Down again, and not wrong to say it peaked shortly after oil prices collapsed. See chart below:
United States : Consumer Sentiment
Highlights
Just when you think you’ve gotten through the week, consumer sentiment dives and, perhaps, tips the balance against a rate hike. The mid-month September flash for the consumer sentiment index is down more than 6 points to 85.7 which is below Econoday’s low-end forecast. The index is now at its lowest point since September last year.
Weakness is centered in the expectations component which is down more than 7 points to 76.4, also the lowest reading since last September. Weakness in this component points to a downgrade for the outlook on jobs and income. The current conditions component also fell, down nearly 5 points to 100.3 for its weakest reading since October. Weakness here points to weakness for September consumer spending. Inflation readings are quiet but did tick 1 tenth higher for both the 1-year outlook, at 2.9 percent, and the 5-year, at 2.8 percent.
New York Fed President William Dudley himself has said he is focused on this report as an early indication of how U.S. consumers are responding to Chinese-based market turbulence. These results offer a rallying cry for the doves at next week’s FOMC meeting.
Low euro helping Italy:
Italy : Industrial Production
Highlights
The goods producing sector comfortably exceeded expectations in July. A 1.1 percent monthly increase in output ex-construction followed a minimally smaller revised 1.0 percent drop in June for annual workday adjusted growth of 2.7 percent, up from minus 0.3 percent at the end of the second quarter. The monthly profile remains volatile but the trend at least appears to be mildly positive.

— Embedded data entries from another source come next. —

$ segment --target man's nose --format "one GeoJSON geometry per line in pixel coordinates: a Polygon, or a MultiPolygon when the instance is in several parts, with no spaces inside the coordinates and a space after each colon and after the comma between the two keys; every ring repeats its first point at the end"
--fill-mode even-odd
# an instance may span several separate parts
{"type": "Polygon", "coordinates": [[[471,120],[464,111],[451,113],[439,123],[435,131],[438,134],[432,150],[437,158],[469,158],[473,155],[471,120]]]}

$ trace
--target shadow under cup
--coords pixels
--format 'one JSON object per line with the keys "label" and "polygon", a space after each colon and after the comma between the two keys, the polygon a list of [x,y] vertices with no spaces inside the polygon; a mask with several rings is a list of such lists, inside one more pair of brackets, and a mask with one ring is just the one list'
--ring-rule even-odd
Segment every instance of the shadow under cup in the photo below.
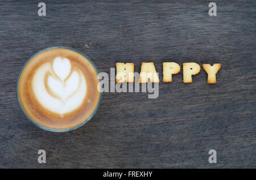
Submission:
{"label": "shadow under cup", "polygon": [[[46,63],[44,62],[44,60],[43,61],[43,59],[42,59],[42,61],[38,61],[38,62],[36,63],[34,63],[34,62],[36,62],[37,60],[35,60],[36,58],[39,59],[39,57],[43,57],[43,58],[41,57],[40,58],[47,59],[48,59],[48,64],[51,63],[51,65],[53,65],[53,59],[55,61],[55,58],[56,58],[56,56],[54,55],[49,55],[49,52],[51,52],[51,53],[56,52],[57,54],[59,54],[57,53],[60,53],[60,55],[64,54],[64,55],[66,56],[65,58],[67,58],[68,60],[73,58],[73,60],[72,59],[72,61],[69,61],[72,63],[74,63],[73,65],[75,65],[75,67],[73,67],[73,66],[71,66],[71,67],[69,68],[69,72],[71,72],[70,74],[71,74],[71,71],[72,70],[74,70],[74,69],[76,70],[75,68],[77,67],[79,67],[79,70],[81,70],[80,71],[78,71],[79,72],[77,73],[77,74],[82,75],[84,78],[85,77],[84,79],[85,80],[85,87],[86,89],[85,89],[85,95],[84,95],[84,98],[82,98],[83,100],[81,101],[82,102],[81,102],[81,104],[80,104],[80,105],[79,105],[77,108],[75,108],[75,110],[72,110],[71,112],[64,113],[64,115],[62,115],[62,114],[61,115],[60,115],[60,114],[59,114],[58,113],[56,113],[56,112],[49,110],[49,108],[46,109],[45,106],[40,105],[40,103],[38,101],[38,98],[36,97],[38,96],[36,96],[36,95],[35,95],[35,93],[31,92],[34,92],[32,89],[34,89],[33,87],[32,87],[32,82],[34,82],[33,80],[34,80],[33,77],[35,76],[35,73],[33,72],[36,71],[36,70],[38,71],[38,70],[37,70],[39,68],[38,67],[42,67],[40,65],[46,64]],[[67,54],[65,54],[65,52],[67,52]],[[77,57],[77,58],[74,58],[74,57]],[[52,58],[52,59],[51,59],[51,58]],[[81,63],[80,63],[79,62],[81,62],[82,61],[81,59],[84,59],[84,61],[82,61],[82,63],[81,63],[82,65],[80,66]],[[53,66],[53,65],[52,66],[52,68],[53,69],[55,66]],[[31,68],[31,67],[33,68]],[[84,68],[83,68],[83,67]],[[28,70],[28,69],[30,70]],[[31,70],[31,69],[34,70]],[[71,69],[71,70],[70,70],[70,69]],[[55,74],[54,72],[52,73],[52,72],[51,72],[52,74]],[[47,74],[51,74],[51,72],[47,72]],[[42,50],[33,55],[27,61],[19,74],[16,91],[20,108],[27,118],[31,122],[45,130],[52,132],[65,132],[77,128],[86,123],[92,118],[100,105],[102,93],[99,92],[97,89],[98,83],[97,78],[98,74],[98,70],[93,62],[85,54],[77,50],[63,46],[52,47]],[[45,74],[44,76],[46,76],[46,74]],[[58,78],[55,74],[52,76],[55,76],[57,77],[56,78]],[[68,80],[72,76],[72,74],[66,76],[65,80],[67,79]],[[43,76],[42,75],[42,76]],[[49,80],[49,79],[47,78],[44,78],[44,76],[43,78],[44,78],[44,82],[42,83],[46,84],[46,79],[48,79],[48,80]],[[59,77],[60,76],[59,76]],[[79,87],[80,87],[81,85],[81,79],[82,79],[80,78],[79,79],[80,82],[79,84],[79,86],[78,86]],[[48,84],[49,83],[48,82],[47,82],[48,84]],[[66,84],[65,83],[66,83],[63,84]],[[47,86],[47,85],[46,85],[46,86]],[[76,93],[76,92],[77,92],[79,90],[76,90],[75,91],[75,92],[73,93]],[[80,91],[80,92],[82,91]],[[72,94],[71,97],[73,96],[72,95],[73,94]],[[73,99],[80,100],[77,98]],[[32,102],[32,103],[29,102]],[[53,105],[51,104],[51,105]],[[63,117],[64,117],[64,118],[63,118]],[[73,121],[73,124],[72,121]],[[68,125],[69,123],[70,123],[69,126],[65,126],[65,123]],[[51,123],[53,125],[51,125]],[[62,123],[64,125],[62,125]]]}

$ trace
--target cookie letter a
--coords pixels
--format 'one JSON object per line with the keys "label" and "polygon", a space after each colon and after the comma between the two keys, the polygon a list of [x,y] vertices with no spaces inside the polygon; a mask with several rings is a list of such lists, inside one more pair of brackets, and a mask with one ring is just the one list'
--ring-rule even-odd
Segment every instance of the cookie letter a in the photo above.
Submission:
{"label": "cookie letter a", "polygon": [[147,83],[148,78],[151,83],[159,82],[154,62],[143,62],[141,64],[139,83]]}
{"label": "cookie letter a", "polygon": [[117,76],[115,82],[117,83],[134,82],[134,63],[120,63],[115,64],[117,66]]}

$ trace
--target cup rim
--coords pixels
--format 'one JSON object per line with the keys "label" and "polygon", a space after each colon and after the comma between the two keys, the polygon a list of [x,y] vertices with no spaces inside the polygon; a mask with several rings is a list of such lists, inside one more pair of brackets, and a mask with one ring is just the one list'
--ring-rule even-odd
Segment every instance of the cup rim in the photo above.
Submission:
{"label": "cup rim", "polygon": [[71,48],[69,48],[69,47],[66,47],[66,46],[53,46],[53,47],[51,47],[51,48],[48,48],[43,50],[41,50],[38,52],[36,52],[35,54],[34,54],[33,55],[32,55],[27,61],[27,62],[24,64],[24,65],[22,67],[22,68],[21,69],[19,73],[19,75],[18,76],[18,80],[17,80],[17,82],[16,84],[16,98],[18,99],[18,101],[19,103],[19,105],[20,108],[21,109],[21,110],[22,110],[22,112],[23,113],[23,114],[26,115],[26,117],[27,117],[27,118],[33,124],[34,124],[35,125],[36,125],[36,126],[40,127],[42,129],[43,129],[44,130],[46,131],[51,131],[51,132],[67,132],[67,131],[69,131],[73,130],[75,130],[76,128],[77,128],[81,126],[82,126],[82,125],[84,125],[84,124],[85,124],[87,122],[88,122],[93,117],[93,115],[95,114],[96,112],[97,112],[97,110],[98,110],[98,108],[100,106],[100,102],[101,101],[101,97],[102,95],[102,91],[100,91],[100,97],[98,98],[98,102],[97,104],[97,106],[95,108],[95,109],[93,110],[93,112],[90,115],[90,116],[89,117],[88,117],[86,119],[84,119],[81,123],[77,125],[76,126],[71,127],[71,128],[64,128],[64,129],[53,129],[53,128],[48,128],[47,127],[44,127],[41,125],[39,125],[39,123],[38,123],[37,122],[36,122],[35,121],[34,121],[33,119],[32,119],[32,118],[31,118],[28,114],[27,114],[27,113],[26,112],[25,110],[24,109],[23,107],[22,106],[22,105],[21,104],[21,102],[20,102],[20,100],[19,98],[19,80],[20,78],[20,76],[22,74],[22,72],[23,72],[24,68],[25,68],[25,67],[27,66],[27,65],[28,63],[29,62],[30,62],[30,61],[33,59],[35,57],[36,57],[36,55],[38,55],[38,54],[44,52],[46,51],[49,50],[52,50],[52,49],[68,49],[68,50],[71,50],[72,51],[74,51],[80,54],[81,54],[81,55],[84,56],[87,60],[89,61],[89,62],[92,64],[92,65],[93,66],[93,68],[94,68],[97,75],[98,75],[98,69],[97,68],[96,66],[95,66],[94,63],[93,63],[93,61],[92,61],[92,60],[88,58],[85,54],[84,54],[84,53],[82,53],[82,52]]}

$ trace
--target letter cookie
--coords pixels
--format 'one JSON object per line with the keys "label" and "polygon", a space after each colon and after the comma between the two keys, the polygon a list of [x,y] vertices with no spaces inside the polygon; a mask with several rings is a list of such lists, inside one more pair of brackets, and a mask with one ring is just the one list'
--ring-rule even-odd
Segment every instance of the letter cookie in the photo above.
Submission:
{"label": "letter cookie", "polygon": [[115,64],[117,67],[117,76],[115,82],[117,83],[134,82],[134,63],[121,63]]}
{"label": "letter cookie", "polygon": [[159,82],[154,62],[143,62],[141,64],[139,83],[147,83],[148,78],[151,83]]}
{"label": "letter cookie", "polygon": [[195,62],[185,62],[183,65],[183,83],[192,83],[192,75],[199,74],[200,66]]}
{"label": "letter cookie", "polygon": [[203,64],[202,66],[208,75],[207,83],[216,84],[216,74],[221,68],[221,65],[217,63],[211,66],[210,64]]}
{"label": "letter cookie", "polygon": [[178,74],[180,71],[180,66],[176,62],[163,63],[163,82],[172,82],[172,75]]}

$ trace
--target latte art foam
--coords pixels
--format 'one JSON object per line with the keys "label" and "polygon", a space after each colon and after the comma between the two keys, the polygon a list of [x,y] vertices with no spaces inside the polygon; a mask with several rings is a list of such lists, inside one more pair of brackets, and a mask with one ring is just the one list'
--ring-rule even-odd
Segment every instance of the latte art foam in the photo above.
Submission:
{"label": "latte art foam", "polygon": [[39,102],[48,110],[62,114],[77,108],[86,92],[84,76],[79,69],[71,72],[67,58],[56,57],[36,71],[33,91]]}
{"label": "latte art foam", "polygon": [[66,130],[90,118],[100,99],[97,72],[87,58],[65,48],[33,57],[18,81],[25,114],[41,127]]}

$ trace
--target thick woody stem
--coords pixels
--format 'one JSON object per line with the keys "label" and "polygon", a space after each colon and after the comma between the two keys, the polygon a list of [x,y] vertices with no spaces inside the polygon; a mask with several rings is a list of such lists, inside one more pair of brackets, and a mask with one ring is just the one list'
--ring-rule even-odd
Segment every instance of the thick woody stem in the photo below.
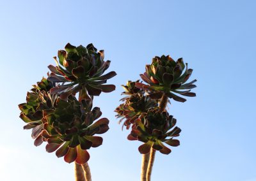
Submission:
{"label": "thick woody stem", "polygon": [[162,96],[162,98],[160,99],[160,101],[159,102],[159,107],[161,112],[163,112],[164,110],[165,110],[165,108],[167,106],[168,100],[168,98],[164,93]]}
{"label": "thick woody stem", "polygon": [[[81,98],[81,90],[79,92],[79,100]],[[83,170],[83,173],[84,175],[84,177],[85,177],[85,180],[86,181],[92,181],[91,171],[90,170],[90,167],[89,167],[88,163],[86,162],[86,163],[82,164],[80,166],[81,166],[82,170]],[[79,180],[79,181],[80,181],[80,180]]]}
{"label": "thick woody stem", "polygon": [[84,171],[85,180],[92,181],[91,171],[90,171],[90,167],[88,163],[86,162],[81,165]]}
{"label": "thick woody stem", "polygon": [[[168,98],[164,93],[159,102],[159,107],[161,112],[165,110],[165,108],[167,106],[168,100]],[[153,148],[151,148],[150,155],[149,157],[149,163],[147,171],[147,181],[150,181],[151,180],[151,174],[153,169],[154,161],[155,160],[155,155],[156,155],[156,150],[154,149]]]}
{"label": "thick woody stem", "polygon": [[156,150],[151,148],[150,156],[149,158],[149,163],[148,166],[148,170],[147,171],[147,181],[150,181],[151,173],[153,169],[154,161],[155,160]]}
{"label": "thick woody stem", "polygon": [[81,164],[75,163],[75,180],[85,181],[84,170]]}
{"label": "thick woody stem", "polygon": [[141,169],[140,174],[141,181],[147,181],[146,175],[147,175],[147,170],[148,169],[148,160],[149,160],[149,153],[147,154],[142,155]]}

July’s monthly bounce, the sharpest since June 2014, was reassuringly broad-based. The erratic energy subsector (7.1 percent) led the way but there were tidy gains too in consumer goods (1.0 percent), capital goods (0.3 percent) and intermediates (0.6 percent).
July’s data put overall industrial production (ex-construction) 0.7 percent above its average level in the second quarter when it climbed 0.5 percent versus the January-March period. Moreover, while August’s manufacturing PMI (53.8) saw its lowest level since April, it still indicated further healthy increases in both output and, importantly, new orders. Accordingly it looks as if goods production should provide useful support to third quarter GDP growth. That said, the sector still has a long way to go to get anywhere near its pre-Great Recession peak in April 2008. Compared with then, output is still down some 24 percent.